Les mots
«Qu’il déambule à Bénarès, à New York, à Atlanta ou ailleurs, Michael Ackerman s’affranchit de tout lieu commun pour s’engager dans une relation viscérale avec les lieux comme avec les êtres.
Se déprenant de toute adhérence à la réalité, affranchies de toute anecdote, ses images fébriles s’imposent et fascinent comme des échos lancinants. Sillonnées de présences spectrales, ses photographies, tremblées au grain démesuré, sont autant de stigmates de sa contiguïté au monde : elles n’attestent de rien – sinon de sa présence et de ses rencontres. Elles sont autant de visions fugitives, parfois hallucinées, relatant la nuit, la ville, l’enlacement, l’urgence, souvent le sentiment prégnant de la disparition. Michael Ackerman évolue constamment dans un rapport liminal (par le décadrage, le tressaillement, le flou) à la photographie, à ses sujets, enfin au réel. Il engendre ainsi une inquiétante étrangeté. Dans ses images, affranchies de tout référent spatial ou temporel, le monde qu’il donne à voir, transcendant toute appréhension objective du réel, déborde.
Si son travail est souvent abordé comme une exploration des convulsions d’un monde qui s’abime, il est aussi constamment empreint d’un regard bienveillant exempt de tout jugement, habité d’une grande douceur. Son œuvre résulte d’une urgence existentielle pour venir composer une forme de chaos poétique, où l’obscurité et la lumière jaillissent sans cesse, se heurtent, se confondent et s’entremêlent.»
Caroline Benichou
Fondatrice des éditions de L’axototl qui viennent de publier Smoke, dernière monographie en date de Michael Ackerman.

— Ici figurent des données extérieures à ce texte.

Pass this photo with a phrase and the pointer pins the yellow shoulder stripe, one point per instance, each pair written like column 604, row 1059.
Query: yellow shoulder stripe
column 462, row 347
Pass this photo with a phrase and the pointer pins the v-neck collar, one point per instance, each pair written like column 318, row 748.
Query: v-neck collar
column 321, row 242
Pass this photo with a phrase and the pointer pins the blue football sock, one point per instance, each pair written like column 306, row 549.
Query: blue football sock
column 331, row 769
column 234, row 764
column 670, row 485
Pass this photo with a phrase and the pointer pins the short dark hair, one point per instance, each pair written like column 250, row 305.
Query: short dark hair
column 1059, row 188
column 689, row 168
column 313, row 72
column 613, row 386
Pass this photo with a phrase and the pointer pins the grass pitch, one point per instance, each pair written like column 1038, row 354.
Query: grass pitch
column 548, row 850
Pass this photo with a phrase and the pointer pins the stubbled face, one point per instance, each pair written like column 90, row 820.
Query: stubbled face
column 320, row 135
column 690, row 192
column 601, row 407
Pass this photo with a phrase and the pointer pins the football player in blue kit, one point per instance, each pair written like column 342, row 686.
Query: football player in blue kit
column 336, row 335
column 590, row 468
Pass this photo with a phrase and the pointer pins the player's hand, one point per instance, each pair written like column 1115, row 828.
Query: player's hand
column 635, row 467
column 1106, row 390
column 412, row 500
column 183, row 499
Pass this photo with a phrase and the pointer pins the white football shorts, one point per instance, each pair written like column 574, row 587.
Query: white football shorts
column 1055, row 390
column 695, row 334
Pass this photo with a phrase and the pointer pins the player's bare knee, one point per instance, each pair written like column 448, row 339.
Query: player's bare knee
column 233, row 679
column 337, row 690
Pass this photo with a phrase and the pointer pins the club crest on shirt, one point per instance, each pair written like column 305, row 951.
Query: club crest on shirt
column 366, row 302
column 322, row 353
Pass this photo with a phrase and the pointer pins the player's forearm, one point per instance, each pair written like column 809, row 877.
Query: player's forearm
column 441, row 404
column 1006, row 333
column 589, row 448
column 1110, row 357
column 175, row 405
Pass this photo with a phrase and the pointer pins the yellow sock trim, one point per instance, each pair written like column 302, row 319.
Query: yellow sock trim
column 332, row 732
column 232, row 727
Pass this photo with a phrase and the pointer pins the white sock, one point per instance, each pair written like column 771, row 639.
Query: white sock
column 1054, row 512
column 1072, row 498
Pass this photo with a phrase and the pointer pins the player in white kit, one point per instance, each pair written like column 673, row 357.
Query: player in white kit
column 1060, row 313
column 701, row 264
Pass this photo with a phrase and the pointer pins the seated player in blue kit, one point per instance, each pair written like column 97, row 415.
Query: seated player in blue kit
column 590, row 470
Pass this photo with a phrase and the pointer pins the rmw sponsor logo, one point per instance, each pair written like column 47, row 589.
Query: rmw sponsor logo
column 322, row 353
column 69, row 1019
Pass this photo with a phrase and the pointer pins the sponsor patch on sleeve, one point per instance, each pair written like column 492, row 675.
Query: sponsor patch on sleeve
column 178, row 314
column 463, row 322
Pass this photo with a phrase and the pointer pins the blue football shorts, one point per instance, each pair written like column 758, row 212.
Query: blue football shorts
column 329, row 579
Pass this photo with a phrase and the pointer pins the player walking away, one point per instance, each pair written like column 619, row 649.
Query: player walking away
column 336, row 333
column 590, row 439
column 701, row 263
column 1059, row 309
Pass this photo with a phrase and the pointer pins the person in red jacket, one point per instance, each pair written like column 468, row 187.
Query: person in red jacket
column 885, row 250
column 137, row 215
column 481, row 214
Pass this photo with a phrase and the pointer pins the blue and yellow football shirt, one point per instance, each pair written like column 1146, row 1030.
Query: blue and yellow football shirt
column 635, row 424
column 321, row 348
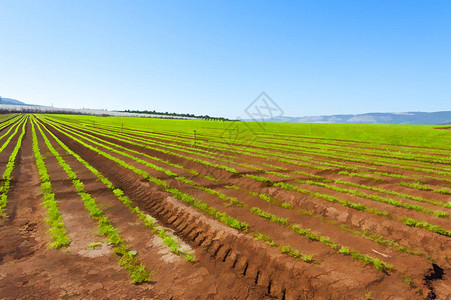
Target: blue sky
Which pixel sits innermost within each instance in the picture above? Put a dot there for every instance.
(215, 57)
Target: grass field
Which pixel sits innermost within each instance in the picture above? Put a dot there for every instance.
(175, 208)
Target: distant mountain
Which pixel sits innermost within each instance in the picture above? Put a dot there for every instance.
(433, 118)
(12, 101)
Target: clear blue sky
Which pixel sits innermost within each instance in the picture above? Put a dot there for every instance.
(215, 57)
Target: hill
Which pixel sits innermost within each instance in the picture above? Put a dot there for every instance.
(420, 118)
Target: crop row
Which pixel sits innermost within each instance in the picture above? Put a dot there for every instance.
(136, 270)
(286, 186)
(263, 214)
(148, 220)
(6, 176)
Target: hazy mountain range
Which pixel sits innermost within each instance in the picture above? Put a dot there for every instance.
(440, 117)
(12, 101)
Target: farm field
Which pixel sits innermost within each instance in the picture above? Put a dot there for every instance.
(115, 207)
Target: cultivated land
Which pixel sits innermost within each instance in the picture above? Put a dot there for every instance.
(136, 208)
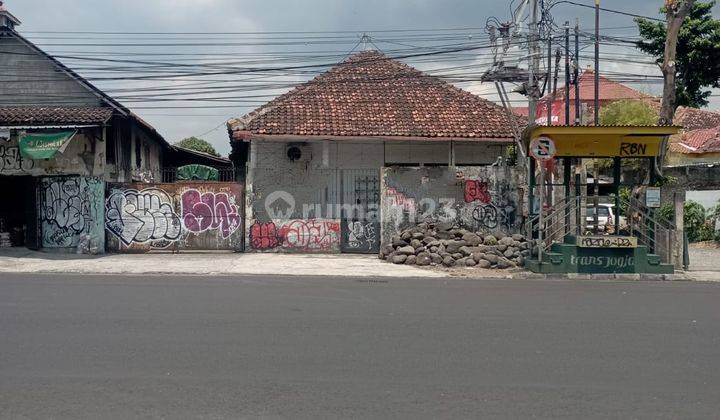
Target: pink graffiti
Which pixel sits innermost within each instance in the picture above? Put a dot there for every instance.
(477, 191)
(310, 234)
(209, 211)
(398, 199)
(263, 236)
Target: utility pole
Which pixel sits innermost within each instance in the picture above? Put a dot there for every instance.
(578, 103)
(677, 11)
(534, 63)
(547, 84)
(567, 73)
(597, 62)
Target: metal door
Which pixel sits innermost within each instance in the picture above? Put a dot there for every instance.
(360, 211)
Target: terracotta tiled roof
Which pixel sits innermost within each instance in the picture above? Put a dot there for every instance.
(54, 115)
(372, 95)
(704, 140)
(694, 118)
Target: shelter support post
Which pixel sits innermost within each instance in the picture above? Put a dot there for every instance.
(617, 165)
(567, 172)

«Dès sa première exposition, en 1999, il s’est imposé comme porteur d’une écriture nouvelle, radicale et singulière. Son approche de Bénarès, réunie sous le titre End Time City, rompait avec tout exotisme, toute tentative de description, toute anecdote, pour questionner le temps et la mort avec une liberté qui lui permettait de passer du panoramique – dont il renouvelait l’usage – au carré ou au rectangle. En noir et blanc, avec une prise de risque permanente qui l’amenait à explorer des lumières impossibles, il laissait éclater le grain pour imposer des visions énigmatiques et prégnantes. Qu’il s’attache à garder trace des derniers moments de Time Square habité par des paumés ou des prostituées ou qu’il conserve, en Pologne ou en Italie, le souvenir de visions de lumière et de personnages étranges, il installe toujours un monde en déliquescence, flottant, au bord du gouffre. La tonalité est sombre, les images énigmatiques et tendues, le temps à la fois suspendu et en déséquilibre, le monde est taraudé par une douleur sourde, un mal-être permanent. De fait Michael Ackerman recherche – et trouve – dans le monde qu’il traverse les correspondances à son malaise personnel, à ses doutes permanents, à ses propres angoisses. Il l’avoue, discrètement, en réalisant régulièrement des autoportraits, qui n’ont rien de narcissique, mais qui disent qu’il sait appartenir à cet univers qui va mal.»
Christian Caujolle
in Agence VU’ Galerie, Photo Poche n°107, Actes Sud, 2006
«Il conviendrait presque d’avertir le lecteur du premier livre de Michael Ackerman, End Time City, à l’instar de certaines pochettes de disques où l’on prévient que les paroles de certaines chansons comportent des passages « explicites ». On ne sort pas indemne du voyage où nous entraîne ce jeune Américain de 31 ans. Très vite, on comprend qu’il y a désormais un « avant » et un « après » Ackerman, qu’il est de ces auteurs essentiels, en porte-à-faux, qui nous imposent une écriture, un discours inédits.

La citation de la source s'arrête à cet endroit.